Sara was standing all alone on the threshold when Powys came up. His
heart too was beating loud. The sun was in the west, and she was
standing in the full blaze of the light, with one hand on the open door.
Powys was too much excited to think of the fine images that might have
been appropriate to the occasion. He stopped short when he came to the
steps which alone parted her from him. He had his hat off, and his face
was flushed and anxious. There was a moment’s pause–a pause during
which the world and their hearts stood still, and the very breath failed
upon their lips. And even then she did nothing that she might not have
done to a common acquaintance, as people say. She made a step back into
the house, and then she held out her hand to him. “It is so long since I
have seen you–come in!” said Sara. And Powys made but one stride, and
was within beside her. He closed the door, thrusting it to with his
disengaged arm; and I suppose it was time.

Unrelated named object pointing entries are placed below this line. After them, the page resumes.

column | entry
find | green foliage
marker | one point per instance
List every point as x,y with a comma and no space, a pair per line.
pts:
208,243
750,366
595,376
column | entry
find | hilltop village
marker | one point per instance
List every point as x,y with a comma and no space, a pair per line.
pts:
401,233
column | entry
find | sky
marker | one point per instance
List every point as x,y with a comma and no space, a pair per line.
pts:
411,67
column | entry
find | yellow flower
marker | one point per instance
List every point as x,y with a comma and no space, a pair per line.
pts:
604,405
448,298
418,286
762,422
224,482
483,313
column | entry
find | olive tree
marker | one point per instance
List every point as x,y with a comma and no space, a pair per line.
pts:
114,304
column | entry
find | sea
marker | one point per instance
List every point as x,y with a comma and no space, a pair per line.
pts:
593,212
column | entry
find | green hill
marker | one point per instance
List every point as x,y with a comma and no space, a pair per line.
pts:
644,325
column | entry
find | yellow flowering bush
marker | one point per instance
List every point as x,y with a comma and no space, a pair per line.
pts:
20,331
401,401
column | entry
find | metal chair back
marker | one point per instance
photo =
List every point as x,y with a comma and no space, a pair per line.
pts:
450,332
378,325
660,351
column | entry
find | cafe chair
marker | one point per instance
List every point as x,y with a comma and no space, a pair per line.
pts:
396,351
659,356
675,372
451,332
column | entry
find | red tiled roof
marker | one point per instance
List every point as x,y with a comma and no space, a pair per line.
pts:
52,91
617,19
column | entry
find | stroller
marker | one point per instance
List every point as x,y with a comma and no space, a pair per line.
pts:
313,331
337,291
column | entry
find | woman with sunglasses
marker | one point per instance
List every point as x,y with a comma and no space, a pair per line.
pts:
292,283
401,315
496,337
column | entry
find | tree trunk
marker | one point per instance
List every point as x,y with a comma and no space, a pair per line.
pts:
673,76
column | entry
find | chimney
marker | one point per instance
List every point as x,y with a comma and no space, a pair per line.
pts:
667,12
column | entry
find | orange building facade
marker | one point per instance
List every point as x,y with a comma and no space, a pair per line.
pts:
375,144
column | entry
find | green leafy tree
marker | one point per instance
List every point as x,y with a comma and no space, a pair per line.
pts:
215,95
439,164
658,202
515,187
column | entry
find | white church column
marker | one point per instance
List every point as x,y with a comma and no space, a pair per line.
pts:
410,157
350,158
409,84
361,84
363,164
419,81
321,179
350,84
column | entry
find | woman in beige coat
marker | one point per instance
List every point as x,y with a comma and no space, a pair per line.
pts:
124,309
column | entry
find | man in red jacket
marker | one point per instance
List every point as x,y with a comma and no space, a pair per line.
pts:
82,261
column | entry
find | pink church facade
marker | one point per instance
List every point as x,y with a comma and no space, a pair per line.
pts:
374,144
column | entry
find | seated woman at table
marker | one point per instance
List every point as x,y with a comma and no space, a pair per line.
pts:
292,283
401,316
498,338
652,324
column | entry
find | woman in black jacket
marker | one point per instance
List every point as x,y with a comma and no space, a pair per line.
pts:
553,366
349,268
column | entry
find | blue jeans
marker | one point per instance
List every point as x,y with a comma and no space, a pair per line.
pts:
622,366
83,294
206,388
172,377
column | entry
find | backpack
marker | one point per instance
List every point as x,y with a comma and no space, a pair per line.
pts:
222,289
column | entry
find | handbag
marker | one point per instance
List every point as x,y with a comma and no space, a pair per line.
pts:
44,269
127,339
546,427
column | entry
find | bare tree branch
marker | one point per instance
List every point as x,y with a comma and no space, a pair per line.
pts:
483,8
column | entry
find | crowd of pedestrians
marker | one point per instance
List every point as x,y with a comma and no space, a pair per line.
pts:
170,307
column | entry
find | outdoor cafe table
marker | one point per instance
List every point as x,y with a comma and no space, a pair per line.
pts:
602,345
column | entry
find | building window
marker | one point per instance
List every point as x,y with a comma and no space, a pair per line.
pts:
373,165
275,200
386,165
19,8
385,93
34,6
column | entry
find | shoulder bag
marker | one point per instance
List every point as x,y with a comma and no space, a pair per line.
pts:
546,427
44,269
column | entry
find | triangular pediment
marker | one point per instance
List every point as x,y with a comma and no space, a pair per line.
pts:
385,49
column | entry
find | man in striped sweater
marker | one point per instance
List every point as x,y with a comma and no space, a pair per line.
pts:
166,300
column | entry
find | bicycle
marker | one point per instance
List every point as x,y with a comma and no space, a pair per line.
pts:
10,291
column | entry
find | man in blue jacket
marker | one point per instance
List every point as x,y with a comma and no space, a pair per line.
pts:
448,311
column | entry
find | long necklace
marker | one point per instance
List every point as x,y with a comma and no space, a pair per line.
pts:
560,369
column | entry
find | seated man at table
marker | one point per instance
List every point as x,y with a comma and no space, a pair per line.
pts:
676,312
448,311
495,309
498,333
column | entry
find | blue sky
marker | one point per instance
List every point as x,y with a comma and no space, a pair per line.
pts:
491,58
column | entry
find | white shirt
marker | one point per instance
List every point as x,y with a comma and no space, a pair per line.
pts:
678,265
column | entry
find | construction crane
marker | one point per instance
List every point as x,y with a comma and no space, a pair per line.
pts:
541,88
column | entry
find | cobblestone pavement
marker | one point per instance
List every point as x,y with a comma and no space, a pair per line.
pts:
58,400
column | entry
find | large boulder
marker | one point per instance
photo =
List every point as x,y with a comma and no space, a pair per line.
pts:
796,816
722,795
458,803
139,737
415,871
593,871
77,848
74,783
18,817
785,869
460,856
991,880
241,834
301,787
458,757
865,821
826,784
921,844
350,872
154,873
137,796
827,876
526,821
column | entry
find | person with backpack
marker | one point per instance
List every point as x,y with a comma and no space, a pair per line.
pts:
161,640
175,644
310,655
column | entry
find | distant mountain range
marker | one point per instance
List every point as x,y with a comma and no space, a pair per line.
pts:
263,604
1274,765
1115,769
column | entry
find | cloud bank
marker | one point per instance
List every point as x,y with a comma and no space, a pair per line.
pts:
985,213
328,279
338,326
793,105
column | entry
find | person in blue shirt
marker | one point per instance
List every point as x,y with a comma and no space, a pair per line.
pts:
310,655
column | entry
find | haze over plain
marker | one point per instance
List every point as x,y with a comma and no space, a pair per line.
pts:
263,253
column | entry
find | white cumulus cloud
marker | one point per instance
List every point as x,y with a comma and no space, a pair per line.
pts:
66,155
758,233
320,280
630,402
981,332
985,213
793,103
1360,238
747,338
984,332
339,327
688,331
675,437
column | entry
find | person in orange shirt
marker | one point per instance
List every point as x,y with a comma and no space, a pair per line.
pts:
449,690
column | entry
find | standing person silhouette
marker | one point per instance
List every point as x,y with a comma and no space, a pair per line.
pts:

When Sara stood in the sunshine, blinded with the light, blushing like a
rose, and said “Come in!” to her lover, she knew very well, of course,
that she had decided her fate. The picture was so pretty that it was
disconcerting to have it shut out all at once by the impetuous young
fellow who went in like a bomb, blazing and ardent, and thrust to the
door upon that act of taking possession. The sunshine went in with them
in a momentary flood. The clouds and the storms and the difficulties
were over. I think that here the historian’s office ends:— there is no
more to say.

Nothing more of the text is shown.